Froome menunjukkan bahwa dorongan dengan serangan menurun dan angin pada Tur 2016 dan ketika dia serta tim Sky nya membantu membagi kelompok tersebut pada akhir tahun Romans-sur-Isere tahun ini.

“Dia tidak mendapatkan respek yang banyak akan kecerdasannya Judi Togel sebagai seorang pembalap., terkadang dia tampak tidak menentu atau dia hanya bergerak bebas, tapi dia cerdas dan memikirkan semuanya,” kata rekan setimnya Luke Rowe.

“Itu yang Anda perlukan sebagai penolong, seseorang yang percaya diri.

“Dia belajar dan terbiasa dengan semua tekanan itu. Semakin baik Anda menghadapinya, semakin baik Anda. Dengan pengalaman bertahun-tahun, dia menghadapi tekanan dan hype yang jauh lebih baik. ”

Kemenangan Froome menempatkannya di depan pembalap asal Amerika Greg LeMond dan dua lainnya dengan tiga kemenangan. Hanya empat, orang-orang hebat, telah menang lima kali.

“Jika Anda memenangkan empat edisi lomba ini, maka Anda adalah salah satu pembalap yang hebat  dalam balapan sepeda,” kata pembalap asal Belanda Laurens Ten Dam (Sunweb).

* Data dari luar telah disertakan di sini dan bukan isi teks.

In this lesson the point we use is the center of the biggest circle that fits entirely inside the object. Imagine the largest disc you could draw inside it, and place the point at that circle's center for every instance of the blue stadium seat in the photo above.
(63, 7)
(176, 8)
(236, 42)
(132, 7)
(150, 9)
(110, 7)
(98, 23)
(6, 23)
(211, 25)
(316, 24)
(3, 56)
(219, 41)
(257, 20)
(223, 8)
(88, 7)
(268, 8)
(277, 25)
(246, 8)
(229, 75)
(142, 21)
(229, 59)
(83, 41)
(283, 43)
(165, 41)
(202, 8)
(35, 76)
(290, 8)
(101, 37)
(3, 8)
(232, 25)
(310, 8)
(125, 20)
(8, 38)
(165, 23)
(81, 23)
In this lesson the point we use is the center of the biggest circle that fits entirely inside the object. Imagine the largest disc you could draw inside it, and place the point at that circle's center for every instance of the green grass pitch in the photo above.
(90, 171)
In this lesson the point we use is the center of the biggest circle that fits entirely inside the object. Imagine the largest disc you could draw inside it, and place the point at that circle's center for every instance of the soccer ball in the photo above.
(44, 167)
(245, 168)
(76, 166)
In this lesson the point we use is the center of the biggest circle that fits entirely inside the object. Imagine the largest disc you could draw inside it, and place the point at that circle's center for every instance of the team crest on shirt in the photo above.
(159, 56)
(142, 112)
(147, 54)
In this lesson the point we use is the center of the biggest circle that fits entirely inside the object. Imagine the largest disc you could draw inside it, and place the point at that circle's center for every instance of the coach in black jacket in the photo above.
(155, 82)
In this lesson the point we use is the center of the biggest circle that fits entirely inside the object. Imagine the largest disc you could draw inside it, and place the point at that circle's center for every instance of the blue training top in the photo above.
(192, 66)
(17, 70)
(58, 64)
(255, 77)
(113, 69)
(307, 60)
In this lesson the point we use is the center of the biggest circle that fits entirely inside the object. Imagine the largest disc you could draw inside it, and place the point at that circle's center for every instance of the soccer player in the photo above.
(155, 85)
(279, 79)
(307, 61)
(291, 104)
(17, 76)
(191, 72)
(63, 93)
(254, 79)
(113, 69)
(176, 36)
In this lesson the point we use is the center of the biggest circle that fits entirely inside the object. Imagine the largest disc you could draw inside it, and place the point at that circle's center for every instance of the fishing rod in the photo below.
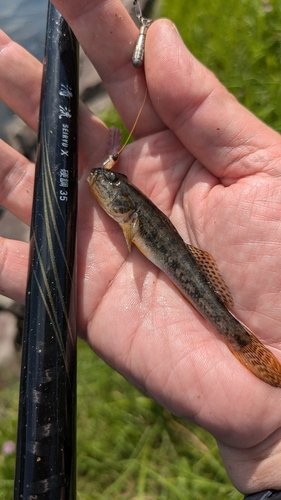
(46, 450)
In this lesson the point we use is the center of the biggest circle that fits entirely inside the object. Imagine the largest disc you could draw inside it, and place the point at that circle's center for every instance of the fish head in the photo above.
(110, 190)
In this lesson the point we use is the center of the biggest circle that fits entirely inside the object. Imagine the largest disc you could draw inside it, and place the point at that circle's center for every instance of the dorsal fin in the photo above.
(210, 268)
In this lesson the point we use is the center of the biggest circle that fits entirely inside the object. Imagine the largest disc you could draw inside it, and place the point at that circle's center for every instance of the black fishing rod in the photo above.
(46, 453)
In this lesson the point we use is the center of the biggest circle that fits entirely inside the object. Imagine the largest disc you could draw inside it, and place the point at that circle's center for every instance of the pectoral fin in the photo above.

” Cara yang dia lakukan mungkin berbeda dari cara yang mereka lalukan dulu dengan para pembalap seperti Bernard Hinault tapi teknik bersepeda selalu berubah. Mereka juga akan menyerang lebih banyak dan memlombakan Klasik juga.

“Anda bisa mengagumi fokus Chris Froome. Lihatlah jalan yang dia jalani di tahun lalu atau tahun lalu, atau bagaimana dia berlomba di Mont Ventoux.

“Itu menunjukkan mentalitas dan fokus pada kemenangan, yang ada dipikirannya hanya tentang sampai ke lintasan secepat mungkin.”

“Lihat saja apa yang Anda lihat di Romans-sur-Isere di persimpangan, saat dia di sana dan berkelahi,” ujar direktur olahraga Bahrain-Merida, Tristan Hoffman.

“Anda harus ingat bahwa dia mulai dalam posisi sulit mulai dari Afrika dan kemudian Barloworld. Sulit bagi ara pengendara untuk membuat jalan seperti itu, tapi Froome melakukannya. ”

Froome hampir memenangkan Vuelta a España yang sudah dua kali di tahun 2011 dan 2016, menambah hingga tiga tempat kedua di Grand Tour Spanyol. Dia berencana untuk memperebutkan edisi 2017 tahun ini, dan membalas dendam.

“Dia adalah pembalap yang lengkap dan contoh bagus untuk olahraga bersepeda ini,” manajer di LottoNL-Jumbo, Richard Plugge menambahkan.

“Saya ingin dia melakukan beberapa hal lagi di balapan lain seperti Giro d’Italia, tapi Anda bisa mengerti mengapa dia hanya berfokus pada Tour de France.”